The City of Tucson added a new two-stage crossing on Camino del Cerro to help Urban Loop users get across the road.

According to Tom Thivener, the city’s bike and pedestrian program manager, the crossing cost about $15,000 to design and install. The money is from the RTA.

Here’s what it looks like from a motorist’s perspective:

Motorists see a sign warning them about the crossing.
Here's the crossing heading west on Camino del Cerro.

Here is what the crossing looks like for cyclists:

The path north of Camino de Cerro is directly across from the opening of the crossing.
Once a cyclist or pedestrian crosses one lane of traffic they move down the center of the refuge to connect to the exit where they will cross the second lane.


10 thoughts on “New two-stage crossing for Urban Loop users”
  1. When was this installed? I went through this yesterday (twice) and thought “wow, that’s cool”.  It was my first time riding on that path and the crossing was a pleasant surprise.

  2. I was not as thrilled with this. Southbound, it directs you on the bridge sidewalk, which feels like it’s about two feet wide. Two-way bike traffic is definitely out of the question.
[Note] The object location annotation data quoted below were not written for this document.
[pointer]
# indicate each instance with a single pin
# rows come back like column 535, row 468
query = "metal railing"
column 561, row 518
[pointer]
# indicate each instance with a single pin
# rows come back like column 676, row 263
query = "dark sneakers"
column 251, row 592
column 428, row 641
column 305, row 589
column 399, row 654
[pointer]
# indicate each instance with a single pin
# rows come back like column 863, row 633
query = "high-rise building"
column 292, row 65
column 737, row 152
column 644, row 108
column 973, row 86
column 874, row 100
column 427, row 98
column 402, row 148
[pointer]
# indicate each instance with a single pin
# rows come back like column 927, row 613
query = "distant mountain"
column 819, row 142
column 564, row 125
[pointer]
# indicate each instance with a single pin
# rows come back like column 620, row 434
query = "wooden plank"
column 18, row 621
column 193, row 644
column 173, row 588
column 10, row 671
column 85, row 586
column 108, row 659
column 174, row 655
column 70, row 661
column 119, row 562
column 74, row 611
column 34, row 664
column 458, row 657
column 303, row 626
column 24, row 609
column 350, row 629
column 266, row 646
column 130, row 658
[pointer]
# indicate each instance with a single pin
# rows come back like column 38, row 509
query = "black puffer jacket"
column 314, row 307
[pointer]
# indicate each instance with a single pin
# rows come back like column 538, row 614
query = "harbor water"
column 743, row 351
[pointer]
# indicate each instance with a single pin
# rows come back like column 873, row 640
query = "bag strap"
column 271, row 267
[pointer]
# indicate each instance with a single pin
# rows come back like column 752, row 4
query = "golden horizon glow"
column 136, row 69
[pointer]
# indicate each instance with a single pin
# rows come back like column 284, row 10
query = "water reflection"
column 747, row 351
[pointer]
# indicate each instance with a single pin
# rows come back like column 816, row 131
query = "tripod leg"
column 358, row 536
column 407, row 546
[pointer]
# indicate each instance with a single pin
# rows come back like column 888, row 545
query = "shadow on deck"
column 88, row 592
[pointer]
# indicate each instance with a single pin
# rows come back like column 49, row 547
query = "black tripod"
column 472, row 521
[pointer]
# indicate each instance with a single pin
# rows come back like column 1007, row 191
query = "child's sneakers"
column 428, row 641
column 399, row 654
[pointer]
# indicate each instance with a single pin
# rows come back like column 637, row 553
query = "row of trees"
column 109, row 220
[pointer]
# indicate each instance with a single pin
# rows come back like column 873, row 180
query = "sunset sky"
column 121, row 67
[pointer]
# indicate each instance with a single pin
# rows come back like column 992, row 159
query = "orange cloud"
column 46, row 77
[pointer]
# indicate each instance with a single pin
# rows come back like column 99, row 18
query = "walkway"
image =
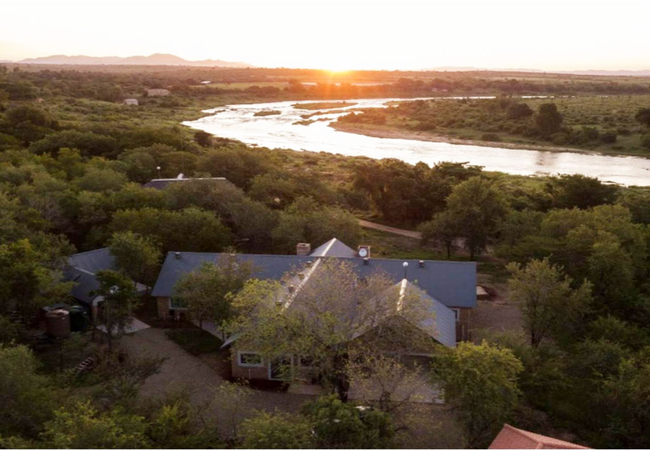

I’ll be using the road next time, once I wait for the westbound cars to clear the new obstacle.

  3. The concept (bike refuge/bike island) is good and sensible,  but why not use Jersey barriers (aka K-Rail)?

  4. The concept (bike refuge/bike island) is good and sensible,  but why not use Jersey barriers (aka K-Rail)?
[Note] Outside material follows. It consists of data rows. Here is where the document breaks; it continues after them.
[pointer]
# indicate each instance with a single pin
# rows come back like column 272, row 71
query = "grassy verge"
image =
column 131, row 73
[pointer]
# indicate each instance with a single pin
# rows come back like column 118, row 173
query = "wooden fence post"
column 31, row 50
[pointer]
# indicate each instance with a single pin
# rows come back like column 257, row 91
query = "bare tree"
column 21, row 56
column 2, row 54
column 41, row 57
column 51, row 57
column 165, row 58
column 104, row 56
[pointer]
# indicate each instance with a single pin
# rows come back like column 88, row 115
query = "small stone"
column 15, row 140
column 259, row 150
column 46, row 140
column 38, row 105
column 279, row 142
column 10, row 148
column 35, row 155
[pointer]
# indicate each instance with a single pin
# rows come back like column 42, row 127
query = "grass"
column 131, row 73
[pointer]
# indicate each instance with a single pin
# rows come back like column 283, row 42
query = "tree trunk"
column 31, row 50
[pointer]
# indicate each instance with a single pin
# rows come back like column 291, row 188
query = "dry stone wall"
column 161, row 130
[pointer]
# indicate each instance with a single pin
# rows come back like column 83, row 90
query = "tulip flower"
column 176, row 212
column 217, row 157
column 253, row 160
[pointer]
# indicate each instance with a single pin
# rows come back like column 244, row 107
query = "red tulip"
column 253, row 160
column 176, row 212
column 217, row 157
  5. This crossing is not unlike a lot of the river path system.  It’s semi high context.  The first time you go through it you have to go slowly and figure it all out.  I rode it Sunday late afternoon.  It’s a lot better than the first time I came through.  I got lost and headed north on the west bank for a mile before I figured it out and just headed toward I-10 and found the real path.  The sea of yellow on the bridge makes it a lot more obvious  I accept that the bridge crossing is a compromise and not a terrible one.  I like it even if it isn’t the end all be all of trans bank, trans roadway bicycle path transitions.  

  6. Question: south side of Camino Del Cerro, the approach is pretty steep.  Does the slope meet ADA guidelines?  Imagine trying to look east for traffic at the eye level of a wheel chair user on an incline.  
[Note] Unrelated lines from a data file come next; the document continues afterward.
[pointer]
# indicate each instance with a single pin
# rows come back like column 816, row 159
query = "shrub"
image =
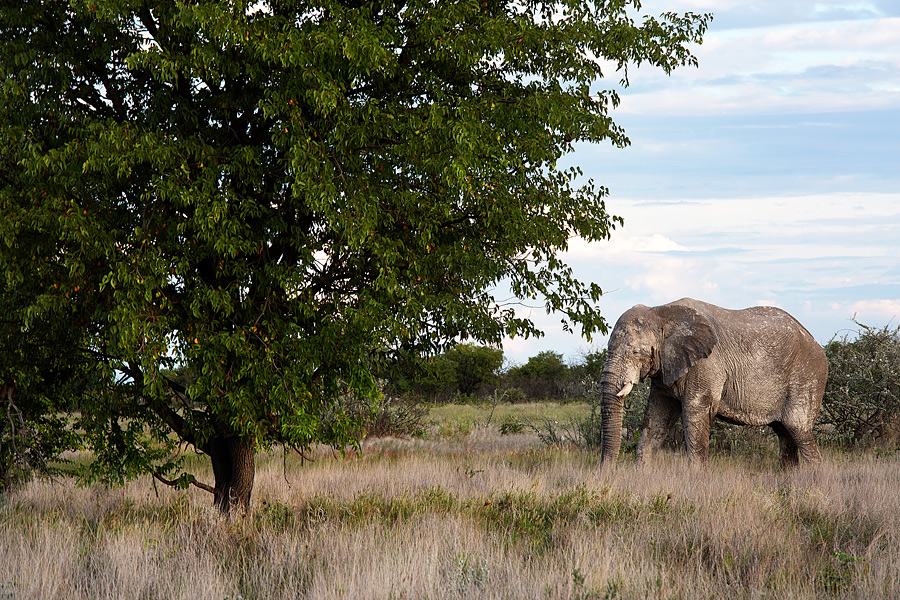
column 862, row 399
  7. I was mystified the first time I encountered this palisade of plastic markers.  It was dark and the thing hadn’t been there the last time I rode thru there a week before.  Once I figured it out, I think it’s OK.  I agree w/ Red Star that it could be a better physical barrier against cars, but it’s alright as it is.  They may make it more substantial later or maybe they’ll run the path along the river and route it under the bridge like most of the other river path street crossings.
    As for the bridge, I’ve ridden my trike on the south sidewalk on the bridge a half dozen times now and I haven’t had any problems w/ the width.  My mirrors need 39″ clearance and I felt like I had plenty of room.  Dan is right, simultaneous, two-way traffic is not an option.  I’d love to have a dedicated cycle/ped bridge across the river but this is fine for now.
    Over all, I’m lovin the new connector section and plan on riding it again tonight.  Mile and miles of virtually non-car riding!

  8. You know…  Because they need to make it break away easily so inattentive drivers won’t get hurt or their cars damaged as they plow through it at speed.  🙂

  9. There seems to be no restrictions, so why did they create the jog in the crossing?
    The access path on the south side could have been located directly across from the continuation of the path northward creating a direct crossing.
    Then, it would be a candidate for a HAWK. If unaffordable now, maybe in the future. This skeletal PELICAN seems unnecessarily awkward.